Fue de tal belleza aquel canto en voz de los guerreros de Chalco que el mismo Axayácatl se emocionó al ser protagonista de esas palabras, del ritmo y la danza de los intérpretes. Pronto la creación poética se volvió suya, de su propiedad y finalmente su herencia. Pregunto aquí, ¿existirá relación alguna entre la Afrodita helénica y Tlazoltéotl? Pone nuestro autor, casi a manera de obsequio, una hermosa comparación entre ambas figuras femeninas y diosas. Contraste importante entre ambas civilizaciones: en una, las expresiones naturales y fascinantes en el erotismo mitológico de su narrativa: todo es amor y sexo; en la otra, la mesoamericana, es apenas entendible, con infinidad de símbolos, y penosamente —siendo tan gustosa—, con la moralización en las conductas sexuales y las constantes actitudes de orden-desorden del cosmos, es la gran brecha que separa ambas culturas, pero no del todo.

Del griego Afros, “Espuma”, y Tlazolli, “basura”, derivan los nombres de las diosas, que no nos acercan casi a ninguna similitud entre ambas féminas, pero convergen —alegremente— en sus actitudes ante el erotismo.

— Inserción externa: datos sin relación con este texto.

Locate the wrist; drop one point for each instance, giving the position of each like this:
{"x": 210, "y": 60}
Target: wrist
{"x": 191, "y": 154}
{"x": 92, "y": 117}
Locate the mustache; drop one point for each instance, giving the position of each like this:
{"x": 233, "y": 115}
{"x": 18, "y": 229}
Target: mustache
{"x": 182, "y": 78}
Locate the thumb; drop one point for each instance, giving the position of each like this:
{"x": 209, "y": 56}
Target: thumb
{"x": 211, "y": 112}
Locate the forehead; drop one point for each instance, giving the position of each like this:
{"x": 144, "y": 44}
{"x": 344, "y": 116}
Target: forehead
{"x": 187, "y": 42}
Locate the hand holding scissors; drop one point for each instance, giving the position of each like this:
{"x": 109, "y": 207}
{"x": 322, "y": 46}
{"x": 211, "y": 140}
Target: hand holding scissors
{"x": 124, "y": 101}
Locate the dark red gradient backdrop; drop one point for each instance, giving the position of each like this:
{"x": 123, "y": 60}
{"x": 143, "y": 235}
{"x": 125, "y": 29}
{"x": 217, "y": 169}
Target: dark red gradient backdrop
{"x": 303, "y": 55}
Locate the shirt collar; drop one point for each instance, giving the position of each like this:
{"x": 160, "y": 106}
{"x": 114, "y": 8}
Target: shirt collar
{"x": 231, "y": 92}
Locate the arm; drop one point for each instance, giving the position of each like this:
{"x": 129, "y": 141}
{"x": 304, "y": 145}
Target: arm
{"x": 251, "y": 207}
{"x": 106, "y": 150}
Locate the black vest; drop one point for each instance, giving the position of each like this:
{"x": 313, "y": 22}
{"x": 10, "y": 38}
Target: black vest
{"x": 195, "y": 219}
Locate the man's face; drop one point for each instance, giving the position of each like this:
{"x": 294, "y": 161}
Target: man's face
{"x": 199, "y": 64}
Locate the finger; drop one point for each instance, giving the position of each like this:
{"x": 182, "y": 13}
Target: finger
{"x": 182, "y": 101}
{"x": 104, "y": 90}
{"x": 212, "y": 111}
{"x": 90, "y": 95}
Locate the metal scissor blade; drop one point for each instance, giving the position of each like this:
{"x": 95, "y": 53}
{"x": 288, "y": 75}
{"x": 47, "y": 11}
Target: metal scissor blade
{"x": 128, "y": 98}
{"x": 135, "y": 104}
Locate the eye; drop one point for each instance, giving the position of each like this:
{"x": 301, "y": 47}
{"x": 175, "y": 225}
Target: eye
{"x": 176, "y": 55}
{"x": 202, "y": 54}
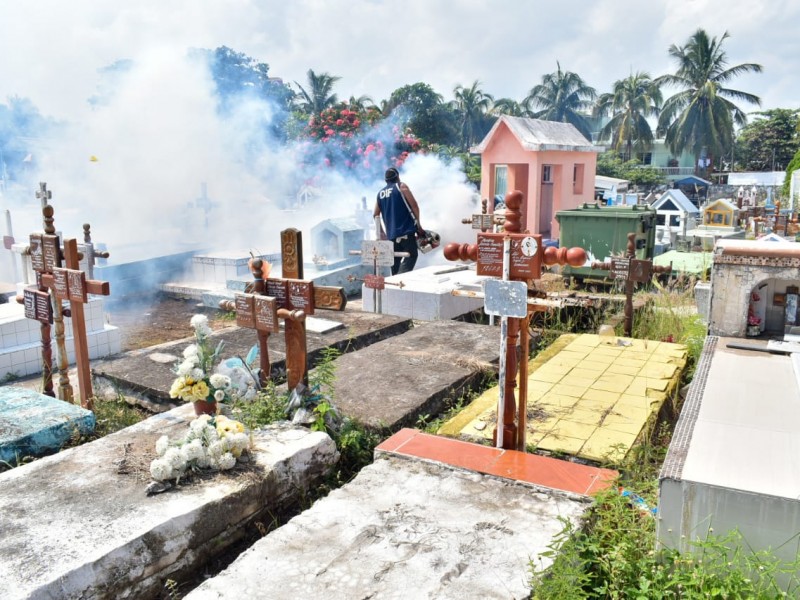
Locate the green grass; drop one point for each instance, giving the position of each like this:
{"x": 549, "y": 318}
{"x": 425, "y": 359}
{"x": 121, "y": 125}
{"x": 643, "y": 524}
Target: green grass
{"x": 612, "y": 553}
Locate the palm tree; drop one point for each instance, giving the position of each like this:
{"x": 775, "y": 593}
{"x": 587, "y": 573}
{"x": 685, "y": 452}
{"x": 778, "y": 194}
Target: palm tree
{"x": 361, "y": 103}
{"x": 507, "y": 106}
{"x": 562, "y": 96}
{"x": 471, "y": 104}
{"x": 702, "y": 115}
{"x": 320, "y": 92}
{"x": 633, "y": 100}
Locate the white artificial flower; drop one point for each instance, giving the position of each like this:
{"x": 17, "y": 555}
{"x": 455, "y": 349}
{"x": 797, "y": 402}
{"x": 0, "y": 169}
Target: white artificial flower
{"x": 160, "y": 470}
{"x": 174, "y": 458}
{"x": 162, "y": 444}
{"x": 199, "y": 321}
{"x": 216, "y": 449}
{"x": 185, "y": 367}
{"x": 193, "y": 451}
{"x": 226, "y": 461}
{"x": 241, "y": 441}
{"x": 219, "y": 381}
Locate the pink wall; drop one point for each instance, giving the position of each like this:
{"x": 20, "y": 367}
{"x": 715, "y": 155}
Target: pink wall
{"x": 525, "y": 174}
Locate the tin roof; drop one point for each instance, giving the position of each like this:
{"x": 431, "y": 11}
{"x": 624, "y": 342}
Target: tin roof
{"x": 536, "y": 135}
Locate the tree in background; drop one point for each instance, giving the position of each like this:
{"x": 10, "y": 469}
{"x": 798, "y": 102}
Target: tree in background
{"x": 634, "y": 99}
{"x": 472, "y": 104}
{"x": 424, "y": 112}
{"x": 701, "y": 117}
{"x": 507, "y": 106}
{"x": 562, "y": 96}
{"x": 770, "y": 141}
{"x": 319, "y": 95}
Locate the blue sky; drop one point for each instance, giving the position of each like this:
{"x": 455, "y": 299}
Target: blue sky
{"x": 52, "y": 49}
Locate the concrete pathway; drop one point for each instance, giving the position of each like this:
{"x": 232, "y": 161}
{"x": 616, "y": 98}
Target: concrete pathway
{"x": 418, "y": 523}
{"x": 588, "y": 396}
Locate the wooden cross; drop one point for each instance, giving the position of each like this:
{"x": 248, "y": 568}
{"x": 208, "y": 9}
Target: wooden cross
{"x": 289, "y": 298}
{"x": 630, "y": 270}
{"x": 517, "y": 257}
{"x": 62, "y": 284}
{"x": 88, "y": 249}
{"x": 44, "y": 194}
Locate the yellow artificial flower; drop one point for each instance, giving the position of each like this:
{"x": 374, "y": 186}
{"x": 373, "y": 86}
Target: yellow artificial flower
{"x": 200, "y": 391}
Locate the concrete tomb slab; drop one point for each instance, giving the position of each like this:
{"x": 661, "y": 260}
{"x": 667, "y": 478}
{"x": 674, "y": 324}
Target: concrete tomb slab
{"x": 426, "y": 294}
{"x": 588, "y": 396}
{"x": 404, "y": 529}
{"x": 32, "y": 424}
{"x": 393, "y": 382}
{"x": 78, "y": 524}
{"x": 732, "y": 461}
{"x": 137, "y": 371}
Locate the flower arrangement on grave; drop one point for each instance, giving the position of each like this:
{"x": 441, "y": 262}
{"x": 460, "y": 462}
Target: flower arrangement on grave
{"x": 196, "y": 382}
{"x": 212, "y": 443}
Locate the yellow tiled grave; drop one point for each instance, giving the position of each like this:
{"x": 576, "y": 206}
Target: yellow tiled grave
{"x": 588, "y": 396}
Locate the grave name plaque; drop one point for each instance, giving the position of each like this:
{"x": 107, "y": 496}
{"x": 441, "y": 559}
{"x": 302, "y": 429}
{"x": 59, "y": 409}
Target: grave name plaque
{"x": 70, "y": 284}
{"x": 525, "y": 261}
{"x": 245, "y": 310}
{"x": 37, "y": 305}
{"x": 266, "y": 310}
{"x": 292, "y": 294}
{"x": 620, "y": 267}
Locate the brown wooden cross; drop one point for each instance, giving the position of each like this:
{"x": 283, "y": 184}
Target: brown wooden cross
{"x": 62, "y": 284}
{"x": 290, "y": 298}
{"x": 631, "y": 270}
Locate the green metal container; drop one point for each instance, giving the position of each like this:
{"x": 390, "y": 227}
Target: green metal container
{"x": 603, "y": 232}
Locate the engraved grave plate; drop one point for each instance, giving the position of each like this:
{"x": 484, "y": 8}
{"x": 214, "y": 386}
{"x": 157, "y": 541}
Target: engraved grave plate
{"x": 245, "y": 312}
{"x": 640, "y": 270}
{"x": 51, "y": 252}
{"x": 301, "y": 296}
{"x": 37, "y": 255}
{"x": 60, "y": 284}
{"x": 76, "y": 281}
{"x": 505, "y": 298}
{"x": 37, "y": 305}
{"x": 277, "y": 288}
{"x": 266, "y": 313}
{"x": 620, "y": 268}
{"x": 377, "y": 252}
{"x": 490, "y": 255}
{"x": 482, "y": 221}
{"x": 374, "y": 282}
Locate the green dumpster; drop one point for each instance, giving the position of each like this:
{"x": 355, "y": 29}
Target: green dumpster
{"x": 603, "y": 232}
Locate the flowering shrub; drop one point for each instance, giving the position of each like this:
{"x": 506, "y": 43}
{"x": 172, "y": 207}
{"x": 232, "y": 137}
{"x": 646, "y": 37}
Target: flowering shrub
{"x": 196, "y": 380}
{"x": 211, "y": 443}
{"x": 357, "y": 141}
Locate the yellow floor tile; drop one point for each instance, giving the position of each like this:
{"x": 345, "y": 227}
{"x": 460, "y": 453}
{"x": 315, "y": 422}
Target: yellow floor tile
{"x": 618, "y": 369}
{"x": 563, "y": 388}
{"x": 601, "y": 396}
{"x": 630, "y": 361}
{"x": 624, "y": 423}
{"x": 580, "y": 414}
{"x": 568, "y": 428}
{"x": 582, "y": 372}
{"x": 606, "y": 445}
{"x": 562, "y": 444}
{"x": 586, "y": 339}
{"x": 557, "y": 400}
{"x": 547, "y": 376}
{"x": 538, "y": 387}
{"x": 612, "y": 383}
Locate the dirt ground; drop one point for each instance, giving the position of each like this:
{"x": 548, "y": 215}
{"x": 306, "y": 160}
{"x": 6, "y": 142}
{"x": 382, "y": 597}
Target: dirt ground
{"x": 145, "y": 322}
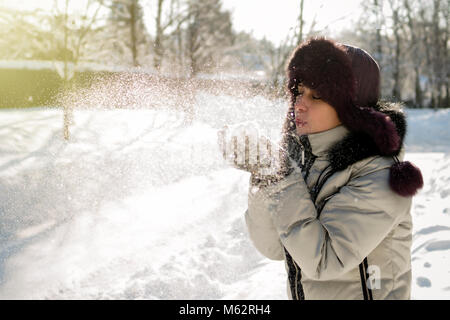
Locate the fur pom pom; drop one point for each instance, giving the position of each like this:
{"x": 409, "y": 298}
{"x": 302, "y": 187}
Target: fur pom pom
{"x": 405, "y": 178}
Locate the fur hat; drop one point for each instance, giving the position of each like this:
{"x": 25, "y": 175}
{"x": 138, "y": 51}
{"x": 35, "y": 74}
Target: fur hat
{"x": 323, "y": 65}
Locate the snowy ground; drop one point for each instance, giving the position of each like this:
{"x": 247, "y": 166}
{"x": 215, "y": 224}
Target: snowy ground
{"x": 139, "y": 205}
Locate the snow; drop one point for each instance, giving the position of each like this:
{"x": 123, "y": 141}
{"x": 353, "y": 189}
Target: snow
{"x": 140, "y": 205}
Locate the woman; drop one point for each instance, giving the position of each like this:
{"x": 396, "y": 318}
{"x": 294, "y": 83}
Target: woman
{"x": 338, "y": 212}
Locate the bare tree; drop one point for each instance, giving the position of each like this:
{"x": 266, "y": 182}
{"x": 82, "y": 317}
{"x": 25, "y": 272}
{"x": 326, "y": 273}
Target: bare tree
{"x": 208, "y": 34}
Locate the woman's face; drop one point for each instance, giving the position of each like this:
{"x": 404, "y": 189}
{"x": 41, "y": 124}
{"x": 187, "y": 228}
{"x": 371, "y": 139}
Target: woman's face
{"x": 312, "y": 114}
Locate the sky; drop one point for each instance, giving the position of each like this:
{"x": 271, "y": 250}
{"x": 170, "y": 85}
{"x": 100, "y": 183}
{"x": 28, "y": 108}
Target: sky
{"x": 271, "y": 19}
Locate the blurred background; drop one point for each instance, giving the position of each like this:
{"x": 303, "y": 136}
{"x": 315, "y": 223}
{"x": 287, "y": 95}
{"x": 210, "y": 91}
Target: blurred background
{"x": 49, "y": 46}
{"x": 112, "y": 181}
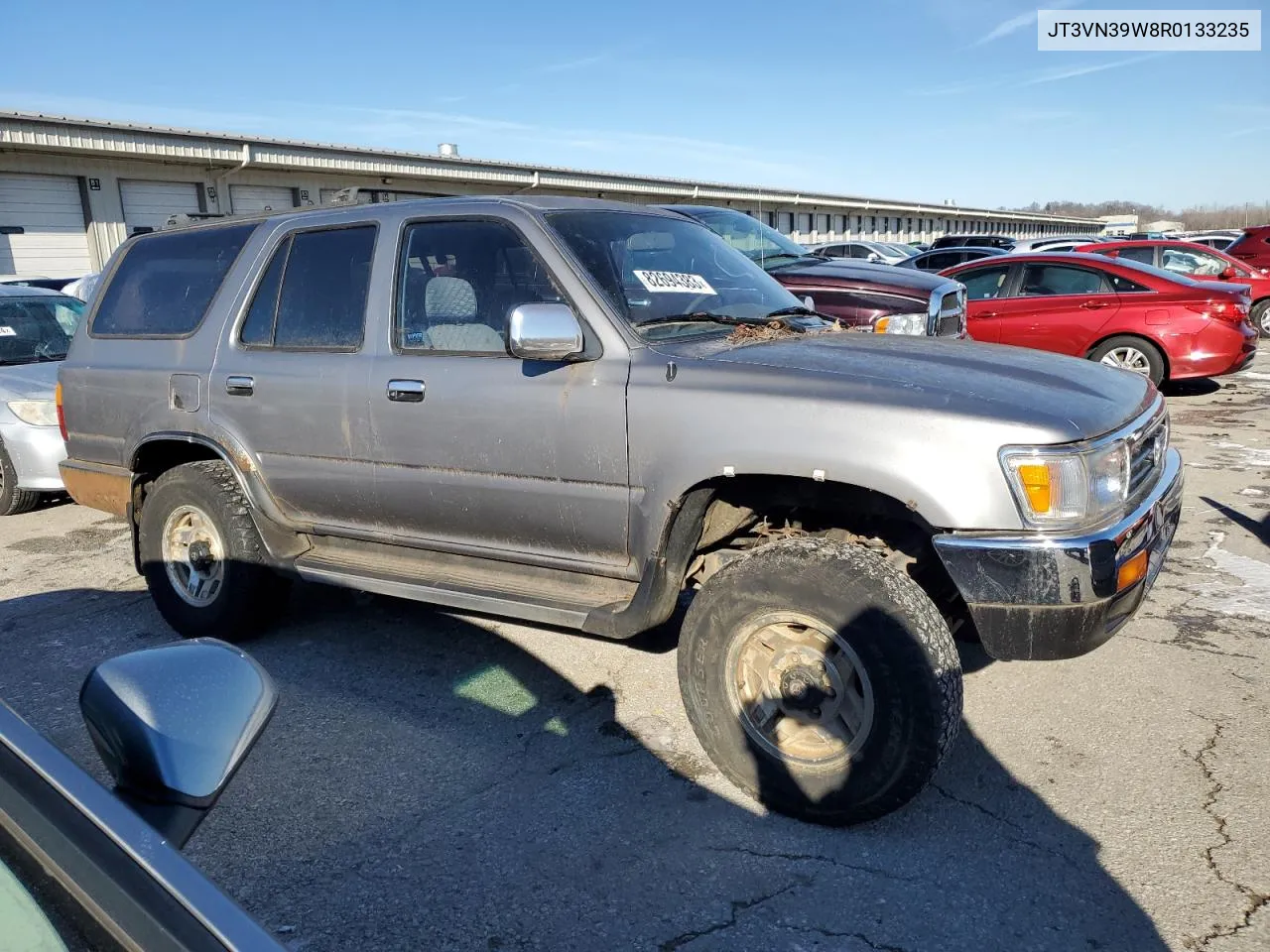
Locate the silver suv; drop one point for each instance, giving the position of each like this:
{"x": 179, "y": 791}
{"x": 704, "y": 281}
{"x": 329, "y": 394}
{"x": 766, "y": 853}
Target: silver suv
{"x": 588, "y": 414}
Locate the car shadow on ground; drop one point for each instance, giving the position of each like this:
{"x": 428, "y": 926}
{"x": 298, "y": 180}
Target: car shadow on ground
{"x": 1197, "y": 386}
{"x": 429, "y": 783}
{"x": 1260, "y": 529}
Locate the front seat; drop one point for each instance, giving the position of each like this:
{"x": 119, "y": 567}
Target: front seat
{"x": 449, "y": 304}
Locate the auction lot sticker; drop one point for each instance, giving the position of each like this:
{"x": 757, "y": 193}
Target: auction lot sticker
{"x": 1219, "y": 31}
{"x": 675, "y": 282}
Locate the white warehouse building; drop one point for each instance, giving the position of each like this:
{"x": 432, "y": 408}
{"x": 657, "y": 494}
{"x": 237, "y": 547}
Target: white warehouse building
{"x": 72, "y": 189}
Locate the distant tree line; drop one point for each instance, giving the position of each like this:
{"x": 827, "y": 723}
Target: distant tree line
{"x": 1197, "y": 217}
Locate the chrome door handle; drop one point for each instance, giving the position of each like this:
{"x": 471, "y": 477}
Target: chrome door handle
{"x": 405, "y": 391}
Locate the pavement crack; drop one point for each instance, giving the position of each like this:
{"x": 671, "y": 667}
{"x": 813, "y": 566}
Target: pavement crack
{"x": 1256, "y": 901}
{"x": 818, "y": 858}
{"x": 860, "y": 936}
{"x": 738, "y": 906}
{"x": 1010, "y": 824}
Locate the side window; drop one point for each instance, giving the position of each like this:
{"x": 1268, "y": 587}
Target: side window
{"x": 313, "y": 295}
{"x": 457, "y": 282}
{"x": 1123, "y": 286}
{"x": 945, "y": 259}
{"x": 164, "y": 285}
{"x": 1146, "y": 255}
{"x": 1048, "y": 281}
{"x": 1192, "y": 261}
{"x": 984, "y": 284}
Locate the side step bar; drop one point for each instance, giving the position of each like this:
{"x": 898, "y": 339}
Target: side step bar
{"x": 466, "y": 583}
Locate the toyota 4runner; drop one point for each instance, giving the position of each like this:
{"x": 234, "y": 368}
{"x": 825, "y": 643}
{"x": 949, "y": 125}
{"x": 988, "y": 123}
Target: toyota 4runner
{"x": 587, "y": 414}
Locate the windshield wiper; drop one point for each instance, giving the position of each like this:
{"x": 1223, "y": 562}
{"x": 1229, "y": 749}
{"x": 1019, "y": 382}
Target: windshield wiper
{"x": 701, "y": 316}
{"x": 799, "y": 311}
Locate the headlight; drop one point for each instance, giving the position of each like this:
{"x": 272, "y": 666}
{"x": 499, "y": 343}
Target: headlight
{"x": 37, "y": 413}
{"x": 912, "y": 324}
{"x": 1064, "y": 488}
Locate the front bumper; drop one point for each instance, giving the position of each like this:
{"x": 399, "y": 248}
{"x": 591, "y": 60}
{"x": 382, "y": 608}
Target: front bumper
{"x": 36, "y": 452}
{"x": 1040, "y": 597}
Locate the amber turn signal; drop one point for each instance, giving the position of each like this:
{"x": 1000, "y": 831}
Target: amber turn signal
{"x": 1132, "y": 571}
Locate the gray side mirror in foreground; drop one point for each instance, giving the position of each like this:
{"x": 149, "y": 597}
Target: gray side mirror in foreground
{"x": 547, "y": 331}
{"x": 173, "y": 724}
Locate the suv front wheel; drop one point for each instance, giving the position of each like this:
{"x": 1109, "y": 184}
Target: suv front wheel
{"x": 202, "y": 556}
{"x": 821, "y": 680}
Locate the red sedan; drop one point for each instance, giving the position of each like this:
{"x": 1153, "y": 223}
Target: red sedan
{"x": 1166, "y": 326}
{"x": 1201, "y": 263}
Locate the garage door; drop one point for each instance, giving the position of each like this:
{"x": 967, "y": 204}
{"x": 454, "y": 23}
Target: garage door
{"x": 261, "y": 198}
{"x": 42, "y": 226}
{"x": 149, "y": 204}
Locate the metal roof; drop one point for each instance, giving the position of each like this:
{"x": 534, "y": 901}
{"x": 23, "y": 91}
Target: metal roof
{"x": 121, "y": 140}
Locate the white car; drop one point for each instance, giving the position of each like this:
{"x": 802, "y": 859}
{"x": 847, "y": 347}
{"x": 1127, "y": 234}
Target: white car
{"x": 876, "y": 252}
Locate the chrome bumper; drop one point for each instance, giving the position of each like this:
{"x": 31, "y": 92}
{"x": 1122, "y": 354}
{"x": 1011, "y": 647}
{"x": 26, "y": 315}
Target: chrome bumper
{"x": 1037, "y": 595}
{"x": 36, "y": 452}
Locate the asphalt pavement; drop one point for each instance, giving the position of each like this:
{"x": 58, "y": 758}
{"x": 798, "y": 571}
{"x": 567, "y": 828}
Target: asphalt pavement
{"x": 452, "y": 782}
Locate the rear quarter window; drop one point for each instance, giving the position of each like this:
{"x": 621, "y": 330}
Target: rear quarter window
{"x": 166, "y": 282}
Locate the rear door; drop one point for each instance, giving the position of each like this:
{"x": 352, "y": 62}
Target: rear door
{"x": 291, "y": 376}
{"x": 1056, "y": 307}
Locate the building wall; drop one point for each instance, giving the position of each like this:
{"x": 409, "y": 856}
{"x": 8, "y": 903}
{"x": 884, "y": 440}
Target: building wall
{"x": 804, "y": 222}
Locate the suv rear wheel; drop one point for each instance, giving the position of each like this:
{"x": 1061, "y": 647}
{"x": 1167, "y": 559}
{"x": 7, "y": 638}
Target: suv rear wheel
{"x": 821, "y": 679}
{"x": 202, "y": 556}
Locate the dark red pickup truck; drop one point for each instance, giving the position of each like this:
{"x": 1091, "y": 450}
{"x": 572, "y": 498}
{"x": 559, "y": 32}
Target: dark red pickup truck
{"x": 878, "y": 298}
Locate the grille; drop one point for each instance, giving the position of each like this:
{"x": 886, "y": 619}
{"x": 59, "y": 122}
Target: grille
{"x": 1144, "y": 453}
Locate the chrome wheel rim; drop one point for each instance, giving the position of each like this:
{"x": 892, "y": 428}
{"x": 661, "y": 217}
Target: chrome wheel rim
{"x": 193, "y": 555}
{"x": 799, "y": 689}
{"x": 1128, "y": 358}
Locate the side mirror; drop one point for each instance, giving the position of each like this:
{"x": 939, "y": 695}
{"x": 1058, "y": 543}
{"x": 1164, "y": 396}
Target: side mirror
{"x": 173, "y": 724}
{"x": 547, "y": 331}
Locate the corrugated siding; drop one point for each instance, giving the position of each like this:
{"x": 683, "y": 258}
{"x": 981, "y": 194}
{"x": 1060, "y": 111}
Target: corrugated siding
{"x": 49, "y": 211}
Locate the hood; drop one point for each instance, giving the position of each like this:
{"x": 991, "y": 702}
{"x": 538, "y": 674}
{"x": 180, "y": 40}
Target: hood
{"x": 1055, "y": 399}
{"x": 30, "y": 381}
{"x": 847, "y": 272}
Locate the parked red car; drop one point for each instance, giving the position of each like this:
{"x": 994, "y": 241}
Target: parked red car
{"x": 1166, "y": 326}
{"x": 1252, "y": 246}
{"x": 1197, "y": 262}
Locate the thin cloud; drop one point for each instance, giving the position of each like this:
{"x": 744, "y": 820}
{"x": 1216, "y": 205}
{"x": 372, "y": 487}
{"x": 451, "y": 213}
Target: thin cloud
{"x": 1060, "y": 73}
{"x": 570, "y": 64}
{"x": 1021, "y": 22}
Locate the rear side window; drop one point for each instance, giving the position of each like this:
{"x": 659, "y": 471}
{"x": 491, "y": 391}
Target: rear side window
{"x": 313, "y": 295}
{"x": 166, "y": 284}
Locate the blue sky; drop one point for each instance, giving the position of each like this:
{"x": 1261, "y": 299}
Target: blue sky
{"x": 922, "y": 99}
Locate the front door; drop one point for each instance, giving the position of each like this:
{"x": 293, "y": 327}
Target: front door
{"x": 291, "y": 381}
{"x": 481, "y": 451}
{"x": 1057, "y": 307}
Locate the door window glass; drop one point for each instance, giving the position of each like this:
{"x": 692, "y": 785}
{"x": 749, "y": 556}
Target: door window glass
{"x": 325, "y": 277}
{"x": 458, "y": 281}
{"x": 984, "y": 284}
{"x": 1049, "y": 281}
{"x": 1143, "y": 255}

“El nacimiento de Afrodita” y “Don de Tlazolteótl” desenvuelven la cualidad sensual de estas deidades alegres e invitadoras a los goces carnales y al privilegio del amor. Otras figuras míticas mexicas, no mencionadas en la antología, pero de la misma composición jugosa y sexual, son Mayahuel y Xochiquetzal, que, en la bipartición del cosmos, en esa dualidad, representa la categoría de oposición a la fuerza masculina, siendo estas deidades representación de la fetidez, de lo frío, de la muerte, de la embriaguez y en efecto, de la sexualidad y sus variantes. La figura femenina, biológicamente hablando, es en quien recaía toda la carga sexual en aquella cultura y, como nos gusta mantener vivas las tradiciones prehispánicas, hoy sigue siendo lo mismo.

León-Portilla enseña el poder que los cuecuechcuicatl, “cantos de cosquilleo” en su traducción, tuvieron en la sociedad nahua y hoy en la nuestra, donde nos sirven para su íntimo estudio. Toda esa energía sexual en el lenguaje, con esas analogías con elementos de la naturaleza, sabiéndose el cuerpo y ella una misma cosa, son apenas una rasgadura mínima en el erotismo náhuatl, de vasta complejidad pero maravilloso. Erótica Náhuatl es sólo una muestra de lo que se mira vivaz en las sociedades mesoamericanas. No hablemos de mayas, otomíes, huastecos, basta el recorrido por estos textos del náhuatl antiguo para que muchas y muchos en su lectura se estremezcan, se fundan unos con otros, busquen y encuentren sus deleites, sus sensualidades y el chile de su preferencia.

[Erótica náhuatl, Miguel León Portilla, grabados de Joel Rendón, Artes de México, México, 2019. 107 pp.